In Tranformers: Historia, Chris McFeely (editor of the Transformers wiki) chronicles the entirety of 13 years of IDW Transformers comics. It’s a useful companion to make sense of a complicated timeline of events crafted by dozens of contributors over those years.
It’s also weighty task, because… well… things got buck wild:
The “monster” was, in fact, the Functionalist-ruled Cybertron from the alternate universe Team Rodimus had previously visited, which the Functionalist Council had transformed into a giant robot form.
Props to any writer tasked with crafting that kind of summary.
This iteration of Transformers produced some of the best moments in the history of comics, particularly in the hands of scribes John Barber and James Roberts.

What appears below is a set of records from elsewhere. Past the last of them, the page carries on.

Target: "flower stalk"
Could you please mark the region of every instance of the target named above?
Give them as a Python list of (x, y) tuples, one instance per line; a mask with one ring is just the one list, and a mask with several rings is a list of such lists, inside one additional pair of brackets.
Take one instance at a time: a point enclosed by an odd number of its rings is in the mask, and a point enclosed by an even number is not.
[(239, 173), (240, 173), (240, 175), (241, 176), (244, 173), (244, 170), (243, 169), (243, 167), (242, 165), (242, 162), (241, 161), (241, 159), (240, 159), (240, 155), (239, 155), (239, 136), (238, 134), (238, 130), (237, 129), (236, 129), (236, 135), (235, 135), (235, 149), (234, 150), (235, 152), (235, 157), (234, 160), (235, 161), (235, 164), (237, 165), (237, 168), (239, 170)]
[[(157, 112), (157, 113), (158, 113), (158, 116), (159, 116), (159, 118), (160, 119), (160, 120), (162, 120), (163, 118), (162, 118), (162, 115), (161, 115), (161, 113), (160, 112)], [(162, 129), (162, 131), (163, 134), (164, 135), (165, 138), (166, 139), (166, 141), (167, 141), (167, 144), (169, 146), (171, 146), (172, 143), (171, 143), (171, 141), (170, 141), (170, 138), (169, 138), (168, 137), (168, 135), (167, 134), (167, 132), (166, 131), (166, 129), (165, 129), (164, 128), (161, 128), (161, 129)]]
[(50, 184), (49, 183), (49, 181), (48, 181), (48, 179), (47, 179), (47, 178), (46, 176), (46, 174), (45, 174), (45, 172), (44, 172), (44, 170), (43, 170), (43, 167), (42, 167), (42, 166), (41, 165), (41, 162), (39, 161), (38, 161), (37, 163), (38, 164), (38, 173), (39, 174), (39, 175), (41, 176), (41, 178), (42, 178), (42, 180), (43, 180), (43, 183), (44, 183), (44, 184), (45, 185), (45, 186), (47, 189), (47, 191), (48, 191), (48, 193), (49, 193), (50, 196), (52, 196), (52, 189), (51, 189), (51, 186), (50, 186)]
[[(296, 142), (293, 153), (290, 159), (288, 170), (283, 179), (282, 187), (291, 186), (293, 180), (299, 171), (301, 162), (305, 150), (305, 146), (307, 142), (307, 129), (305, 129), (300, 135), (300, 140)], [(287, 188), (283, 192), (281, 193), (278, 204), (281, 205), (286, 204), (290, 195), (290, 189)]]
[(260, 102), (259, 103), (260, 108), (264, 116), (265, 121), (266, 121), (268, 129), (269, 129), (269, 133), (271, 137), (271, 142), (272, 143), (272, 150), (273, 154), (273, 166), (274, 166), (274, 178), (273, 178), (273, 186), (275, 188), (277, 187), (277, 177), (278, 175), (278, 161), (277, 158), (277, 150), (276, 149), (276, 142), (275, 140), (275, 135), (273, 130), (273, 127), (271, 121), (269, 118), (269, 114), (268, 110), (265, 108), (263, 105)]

Barber and Roberts pulled off one of the biggest status quo shakeups in the medium by taking Optimus Prime and Megatron off the board, and ending the war between the Autobots and Decepticons. They stripped away the entire basis of the Transformers universe, and it worked. The comic line became an insightful exploration of how a society built around war deals with peace (but also a comic where a crazed giant robot dinosaur fights a city that is also a transforming robot).
Transformers delivered the expected “transforming robots fight and things blow up” in spades. It also offered genuine laugh-out-loud moments. It made us catch feelings over space robot romance. It contained the only literal “jaw dropping moment” I’ve ever experienced in my 25+ years of reading comics. A comic based on a 30+ year old toy line had no business being this good, but it was.
They weren’t all winners. IDW wove together G.I. Joe, ROM, Micronauts, and a bunch of other toy properties into one universe, much to the expense of Transformers storytelling. Hunter O’Nion happened. We can argue over whether All Hail Megatron was any good. Historia doesn’t pass judgement, content with chronicling everything.
Transformers: Historia is an outstanding summary for the Transformer fan trying to makes sense of a complicated continuity. McFeely deftly navigates time travel, alternate universes, quantum duplicates, and retcons, crafting a definitive history at the end of a universe.
Transformers: Historia is in stores now.